Anyway, 2 things that are confusing me:
First, well, how is it done? Do you just keep overwriting the temp array with each recursion of splitting and merging?
Second, I'm really confused about the homework instructions (I'm auditing the class for free so I can't ask any of the staff). Here are the instructions:
Write a top level procedure merge_sort that takes as its argument the ar-
ray to sort. It should declare a temporary array and then call merge_sort_1,
a procedure of four arguments: The array to sort, the one to use as tem-
porary space, and the start and finish indexes within which this call to
merge_sort_1 should work.
Now write merge_sort_1, which computes the midpoint of the start–finish
interval, and makes a recursive call to itself for each half. After that it
calls merge to merge the two halves.
The merge procedure you write now will be a function of the permanent
array and the temporary array, the start, the midpoint, and the finish.
It maintains an index into the temporary array and indices i, j into each
(sorted) half of the permanent array.
It needs to walk through the temporary array from start to finish, copying
a value either from the lower half of the permanent array or from the
upper half of the permanent array. It chooses the value at i in the lower
half if that is less than or equal to the value at j in the upper half, and
advances i. It chooses the value at j in the upper half if that is less than
the value at i in the lower half, and advances j.
After one part of the permanent array is used up, be sure to copy the rest
of the other part. The textbook uses a trick with an infinite value ∞ to
avoid checking whether either part is used up. However, that trick is hard
to apply here, since where would you put it?
Finally, copy all the values from start to finish in the temporary array
back to the permanent array.
Number 2 is confusing because I have no idea what merge_sort_1 is supposed to do, and why it has to be a different method from merge_sort. I also don't know why it needs to be passed starting and ending indexes. In fact, maybe I misread something, but the instructions sound like merge_sort_1 doesn't do any real work.

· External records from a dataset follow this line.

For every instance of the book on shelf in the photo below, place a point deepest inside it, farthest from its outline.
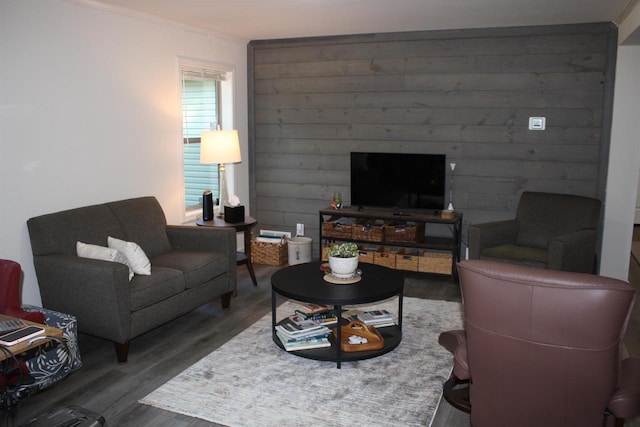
(296, 328)
(309, 309)
(377, 318)
(304, 344)
(298, 324)
(327, 317)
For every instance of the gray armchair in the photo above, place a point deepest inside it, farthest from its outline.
(190, 266)
(553, 231)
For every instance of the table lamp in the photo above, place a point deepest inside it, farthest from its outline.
(220, 146)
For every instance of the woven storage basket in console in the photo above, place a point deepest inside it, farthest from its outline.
(404, 232)
(435, 262)
(369, 231)
(268, 253)
(337, 229)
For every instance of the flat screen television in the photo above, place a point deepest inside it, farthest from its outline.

Also, the whole assignment is confusing because I don't see from the instructions where the splitting is done to make 2 halves of the original array. Or am I misunderstanding mergesort?

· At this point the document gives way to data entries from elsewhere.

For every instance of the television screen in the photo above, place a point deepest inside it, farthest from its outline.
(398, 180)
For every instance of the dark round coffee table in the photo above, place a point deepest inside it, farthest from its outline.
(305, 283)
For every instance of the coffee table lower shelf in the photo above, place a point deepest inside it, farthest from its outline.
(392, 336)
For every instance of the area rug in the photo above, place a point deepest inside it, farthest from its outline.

I hope I've made some sense. Thanks everyone!
First, I would make sure you understand mergesort.
Look at this explanation, with fancy animations to help you understand it.
This is their pseudo code version of it:
# split in half
m = n / 2
# recursive sorts
sort a[1..m]
sort a[m+1..n]
# merge sorted sub-arrays using temp array
b = copy of a[1..m]
i = 1, j = m+1, k = 1
while i <= m and j <= n,
a[k++] = (a[j] < b[i]) ? a[j++] : b[i++]
→ invariant: a[1..k] in final position
while i <= m,
a[k++] = b[i++]
→ invariant: a[1..k] in final position
See how they use b to hold a temporary copy of the data?
What your teacher wants is for you to pass one table in to be used for this temporary storage.
Does that clear up the assignment?
Your main sort routine would look like this: (sorry, I don't know Lua, so I'll write some Javaish code)
void merge_sort(int[] array) {
int[] t = ...allocate a temporary array...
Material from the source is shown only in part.